Questi sono i dati odierni per la Lombardia.

Non dimenticate mai che la LOMBARDIA ha 10.000.000 di abitanti

mentre la seconda regione italiana - per popolazione - il LAZIO - ne ha 5.700.000


In Lombardia sono 8.292 "i nuovi positivi" a fronte di 203.314 tamponi effettuati.

Lo riporta il bollettino di martedì 21 dicembre 2021 diramato dalla Regione.

Nelle ultime 24 ore sono stati segnalati 17 decessi: ieri erano state registrate 40 vittime.

Sul fronte dei ricoveri, aumentano i pazienti nei reparti ordinari, arrivati a 1.307,

diminuisce di poco il numero dei pazienti Covid ricoverati in terapia intensiva.


La situazione negli ospedali lombardi :

nei reparti di area medica sono ricoverati 1.307 pazienti Covid.

Nelle terapie intensive degli ospedali lombardi sono invece ricoverati 161 degenti Covid contro i 163 di ieri (2 in meno).


Situazione Covid nelle province della Lombardia :

Secondo quanto comunicato, sono 3.548 i casi individuati nella provincia di Milano.
Nella provincia di Bergamo i casi sono stati 394, mentre sono stati 619 in quella di Brescia.
A Varese i casi sono stati 686, nel Mantovano invece sono stati 302.
Nel Lodigiano si sono registrati 253 casi, in provincia di Pavia 431.
In provincia di Monza e Brianza si sono avuti 772 casi, 195 nella provincia di Lecco e 189 in provincia di Cremona.
Nella provincia di Como se ne sono registrati invece 332 e infine 42 in provincia di Sondrio.


Capiamoci bene : 17 decessi - 1307 ricoverati - 161 in terapia intensiva.

Cosa significa ?

Significa che il virus è più "debole" rispetto a quello dello scorso anno.
Significa che il virus si sta adattando - per vivere - al nostro organismo.
Significa che negli ospedali NON C'E' EMERGENZA.

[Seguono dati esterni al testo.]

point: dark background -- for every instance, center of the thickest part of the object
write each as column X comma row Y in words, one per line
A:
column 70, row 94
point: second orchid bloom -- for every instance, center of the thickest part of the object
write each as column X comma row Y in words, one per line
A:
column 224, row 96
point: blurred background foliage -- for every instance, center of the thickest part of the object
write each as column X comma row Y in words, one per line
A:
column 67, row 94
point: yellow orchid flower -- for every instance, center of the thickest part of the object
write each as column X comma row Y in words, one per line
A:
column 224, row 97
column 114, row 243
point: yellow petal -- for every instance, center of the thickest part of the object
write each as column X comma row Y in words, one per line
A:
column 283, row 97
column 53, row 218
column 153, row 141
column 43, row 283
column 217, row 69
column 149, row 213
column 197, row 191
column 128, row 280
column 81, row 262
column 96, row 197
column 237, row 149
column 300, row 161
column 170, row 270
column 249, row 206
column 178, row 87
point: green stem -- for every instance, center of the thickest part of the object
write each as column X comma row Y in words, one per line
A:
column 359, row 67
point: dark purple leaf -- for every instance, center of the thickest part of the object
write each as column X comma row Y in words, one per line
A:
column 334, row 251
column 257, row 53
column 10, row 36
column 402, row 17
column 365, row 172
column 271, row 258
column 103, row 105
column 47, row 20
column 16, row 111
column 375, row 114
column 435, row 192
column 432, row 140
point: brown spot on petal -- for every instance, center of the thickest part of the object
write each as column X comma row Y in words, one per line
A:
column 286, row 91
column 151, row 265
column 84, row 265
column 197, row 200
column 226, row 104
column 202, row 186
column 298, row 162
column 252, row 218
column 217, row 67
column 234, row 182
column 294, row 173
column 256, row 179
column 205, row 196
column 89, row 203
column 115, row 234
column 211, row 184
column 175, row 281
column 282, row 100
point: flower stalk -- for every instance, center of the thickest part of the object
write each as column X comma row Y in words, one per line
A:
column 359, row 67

E questo è quello che conta.

Significa che più persone risultano positive, ma si creano gli anticorpi.
Tanti positivi - Tanta circolazione del virus. - Tanta immunità.

Lo hanno sempre detto i "soloni esperti del potere", oggi non vale più ?
 
1640111867391.png


Questi i dati dello scorso anno, nello stesso giorno.

Solo 950 positivi al virus.

MA 361 PERSONE IN TERAPIA INTENSIVA

E 4.232 PERSONE RICOVERATE.



Allora, 17 contro 41 decessi

161 in terapia intensiva contro 561

1307 ricoverati contro 4232


MI DITE DOVE STA QUESTA EMERGENZA ?


Dimenticavo. 203.314 tamponi contro 10.587
ne avessero fatti 200.000 lo scorso anno, chissà che dati avremmo avuto.

PERCHE' IL TAMPONE TI DICE SE SEI POSITIVO....non il siero genico.